The two prime reasons for these “source of funds” requirements are:
- Federal regulations allow the government to confiscate any property acquired via the use of any funds procured through illegal drug sales. Thus, all money must be verified as having been obtained legally.
- The funds typically can not be “borrowed” money. It must be determined that the buyer does not have any undeclared debt owed perhaps via a third party (i.e.: relative, friend) who borrowed on a personal loan or credit card, etc. and then “gifted” the money to the buyer.
The most frequent methods of acquiring funds is current savings, gift money from a relative, selling items of value, selling or borrowing against real estate, retirement or 401K accounts and repayment of funds previously loaned. Let’s explore each option individually.
GIFT MONEY: Perhaps the most likely source of additional money, the following steps must typically be observed with gift funds.

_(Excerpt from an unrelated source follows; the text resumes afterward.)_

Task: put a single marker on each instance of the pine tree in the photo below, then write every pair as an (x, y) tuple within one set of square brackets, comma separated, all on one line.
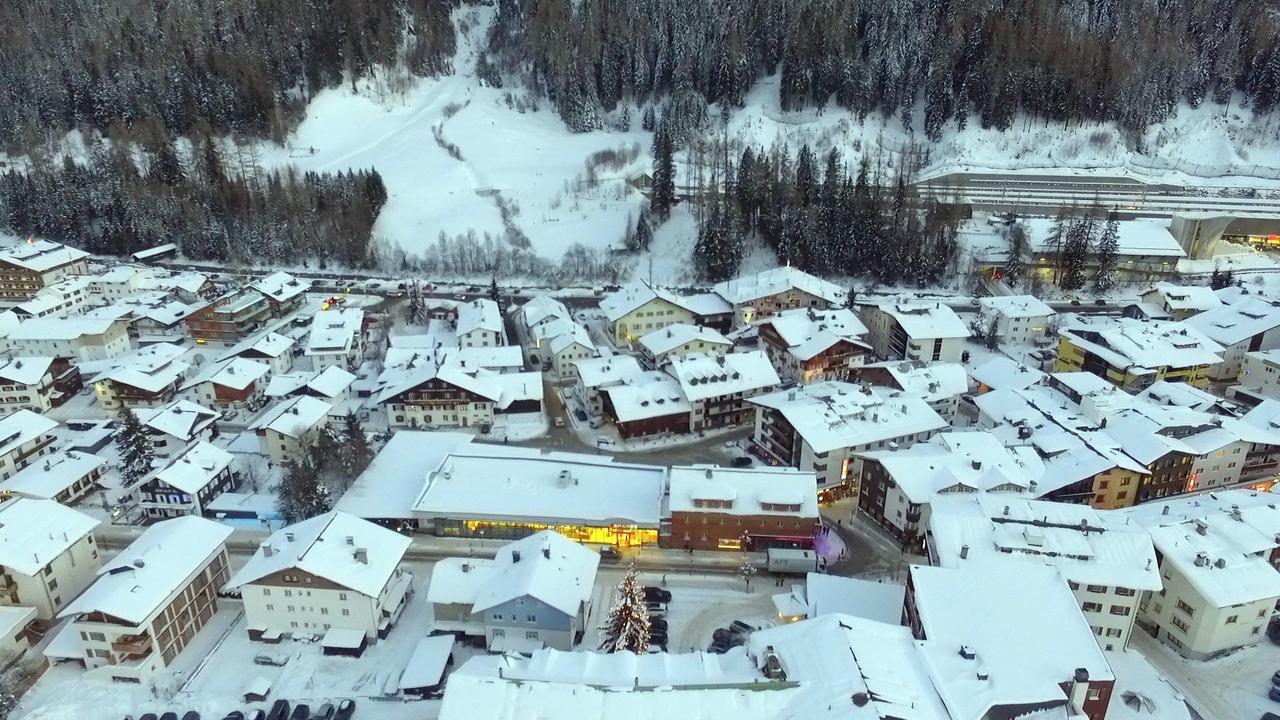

- Identify that the donor has the funds available to make the gift.
- Determine the relationship of the donor to the buyer (generally, the donor is a relative from whom it makes sense a gift would be provided.)
- Acquire a “gift letter” identifying the source of the money and clearly stating that “the funds need not be repaid”.
- Finally, acquire the donor’s check, make a copy of it and make a deposit in one’s own account. A “donor” may not want to reveal bank account balances to the lender. As a substitute, they can have their bank draft a letter, on bank letterhead, indicating that the donor had sufficient funds on deposit with which to make the amount of the gift. In this way the donor retains privacy regarding their accounts.
SELLING AN ASSET OF VALUE: (i.e.: vehicle, jewelry, antique): The sale of any asset of “significant” value requires an appraisal having been done prior to the sale. A bill of sale and, in the case of the sale of a vehicle, a DMV transfer will be required. It is important that accumulated cash be “supported” with appropriate documentation. It is advised that you discuss any proposed sale of an asset with your lender prior to sale.
BORROWED MONEY: We indicated above that borrowed funds are normally not acceptable for down payment and closing costs. One major exception is when one borrows from their own “equity”…such as real estate. Additional sources of borrowed money might be from retirement and/ or 401K accounts, stocks and bonds and from cash value residing in an insurance policy. One must verify the funds available and also be qualified to absorb the cost of the loan as part of their debt service ratio. If an IRA account is withdrawn, the tax liability must be deducted at the time of the withdrawal.
REIMBURSEMENT OF A DEBT: The repayment of a loan is acceptable money, but generally a note (evidencing the debt) will be required. Additionally, the lender may seek to verify a transfer of original funds at the time of the initial loan via a copy of the check or bank account statements showing funds available at the time of the loan being made as well as when repayment is made.
CASH ON HAND (“MATTRESS MONEY”): This remains a difficult issue. The newest regulations suggest that “cash on hand” is acceptable but some restrictions apply. The borrower should NOT have a savings or checking account, thus evidencing that they retain cash. The buyer’s income need be congruent with their ability to save the amount of cash claimed. There is still little recognition of the fact that some people do retain significant amounts of cash.
CANNABIS FUNDS: With the legalization of marijuana in California, the obvious question is whether funds from such businesses acceptable when purchasing a home. The issue is so new that there are no goo answers. FHA, VA and USDA loans will definitely NOT ALLOW such funds. These are government agencies and marijuana remain illegal at the Federal level and thus they are unable to approve loans with such funds involved. Mixed messages are received from lenders who sell all mortgages to the secondary market, including Fannie Mae and Freddie Mac. While an owner of a cannabis business is likely to be unable to use income for home financing, a w2 employee MAY be eligible. Every situation will require individual lender approval.
The other difficulty may be where the funds are deposited. Federally regulated banking entities (which include practically all banking establishments) are distancing themselves from knowingly dealing with any “illegal” (by Federal standards) funds. With legalization there is now efforts to establish a State Bank in California where cannabis funds can be deposited and from which depositors can write checks. We do not yet know if this will change the rules by which borrowers can use said funds for home purchasing purposes.
Note: The above is not a legal interpretation of the laws nor should anyone rely upon the information but should acquire their own information regarding their specific situation.